Оливия. Как ты себя чувствуешь, любезный? Что это с тобой?

Мальвольо. Мысли мои не черны, хоть ноги мои желты. Оно попало к нему в руки, и повеления будут исполнены. Я надеюсь, нам знакома эта нежная римская рука?

Господин Баруа [выжидательно глядя на Лату и удивленный ее молчанием]. Да, да, хорошо?

Оливия. Не хочешь ли ты…

Господин Баруа. Не хочешь ли ты… Да, да, продолжайте! У вас прекрасно получается, мисс Мера.

Оливия. Не хочешь ли ты…

Господин Баруа. Не хочешь ли ты?.. Да, да!

Оливия. Не хочешь ли ты лечь в постель, Мальвольо?

Господин Баруа [поднимая руку, чтобы унять хохочущих студентов, и махая воображаемой палочкой ошалевшему Кабиру]. В постель, Мальвольо?

Мальвольо. В постель! Да, дорогая, я приду к тебе.

Все – за исключением двух актеров и господина Баруа – покатились со смеху. Даже Малати. «Et tu!»[75] – с горечью подумала Лата.

После чего шут скорее прочел, нежели спел, свою финальную песню, и Лата, переглянувшись с Малати и избегая смотреть на Кабира, как можно быстрее покинула кабинет. На улице еще не стемнело. Впрочем, Лата напрасно боялась, что Кабир позовет ее на свидание в тот вечер, – по четвергам у него были другие неотложные дела.

12.7

Когда он добрался до дядиного дома, уже стемнело. Он оставил свой велосипед у входа и постучал. Дверь ему открыла тетя. Дом – одноэтажный и просторный, раскинувшийся во все стороны – был плохо освещен. Кабир часто вспоминал, как в детстве играл здесь со своими двоюродными сестрами на большом заднем дворе, но последние несколько лет в этих стенах, казалось, жили привидения.

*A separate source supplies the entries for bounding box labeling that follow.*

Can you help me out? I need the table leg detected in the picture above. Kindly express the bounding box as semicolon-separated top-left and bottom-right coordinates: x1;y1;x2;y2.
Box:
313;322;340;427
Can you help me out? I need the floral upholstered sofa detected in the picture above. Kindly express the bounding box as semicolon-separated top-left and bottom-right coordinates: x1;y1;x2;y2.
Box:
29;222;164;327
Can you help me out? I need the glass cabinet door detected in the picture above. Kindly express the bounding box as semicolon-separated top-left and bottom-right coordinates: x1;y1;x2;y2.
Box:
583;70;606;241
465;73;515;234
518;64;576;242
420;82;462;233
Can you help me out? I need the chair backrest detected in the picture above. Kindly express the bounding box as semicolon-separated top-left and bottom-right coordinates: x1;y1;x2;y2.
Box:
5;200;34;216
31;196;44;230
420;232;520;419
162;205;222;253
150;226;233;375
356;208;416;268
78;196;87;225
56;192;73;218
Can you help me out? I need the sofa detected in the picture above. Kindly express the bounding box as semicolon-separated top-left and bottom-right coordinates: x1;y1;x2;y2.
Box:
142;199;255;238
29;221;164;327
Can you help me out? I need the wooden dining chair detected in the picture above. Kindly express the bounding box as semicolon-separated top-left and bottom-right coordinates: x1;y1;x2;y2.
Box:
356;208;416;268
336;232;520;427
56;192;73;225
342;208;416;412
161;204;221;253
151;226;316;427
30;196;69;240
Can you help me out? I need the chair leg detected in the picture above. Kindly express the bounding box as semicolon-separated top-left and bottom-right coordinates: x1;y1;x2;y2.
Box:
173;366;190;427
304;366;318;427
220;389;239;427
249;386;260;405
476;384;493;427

Он приходил сюда только по четвергам.

– Как она? – спросил Кабир тетю.

Тетя – худая женщина с суровым, но не злым лицом – наморщила лоб.

– Пару дней вроде была ничего, а потом опять за свое. Мне пойти с тобой?

– Нет… нет, мумани[76], хочу побыть с ней наедине.

Кабир вошел в комнату в дальней части дома – последние пять лет то была спальня его матери. Освещение здесь, как и в остальных комнатах, было плохое: пара тусклых лампочек под тяжелыми абажурами. Мама сидела в кресле с высокой спинкой и смотрела в окно. Она всегда была пухлой, но теперь совсем раздалась. Лицо обросло несколькими подбородками.

Мать все смотрела в окно на тени гуавы в конце сада. Кабир подошел и встал рядом. Она будто и вовсе не замечала его появления, но в конце концов произнесла:

– Закрой дверь, холодно.

– Я закрыл, амми-джан.

Кабир не стал говорить, что на улице жара, июль и он весь вспотел, пока ехал сюда на велосипеде.

Оба молчали. Мать забыла про него. Он положил руку ей на плечо. Она вздрогнула, потом сказала:

– Значит, сейчас вечер четверга.

Четверг на урду – «джумерат», что дословно переводится как «вечер пятницы». Именно это слово использовала его мама. Кабир вдруг вспомнил, как смеялся в детстве: если джумерат – это вечер пятницы, то как тогда называть вечер пятницы? Все эти тонкости ему ласково и с любовью объясняла мама, потому что гений-отец бороздил необозримый мысли океан[77] и на детей его не хватало. Лишь когда они выросли и научились вести содержательные беседы, он начал изредка, урывками проявлять к ним интерес.

– Да, вечер четверга.

– Как Хашим? – спросила мама (она всегда начинала разговор с этого вопроса).

– Очень хорошо. Учится прекрасно. Но ему пришлось остаться дома – сложную домашку задали.

На самом деле Хашиму очень непросто давались эти встречи. Когда Кабир заходил напомнить, что сегодня вечер четверга, он обычно придумывал какой-нибудь предлог, чтобы не навещать маму. Кабир понимал брата и иногда даже не напоминал ему о четвергах (как, например, сегодня).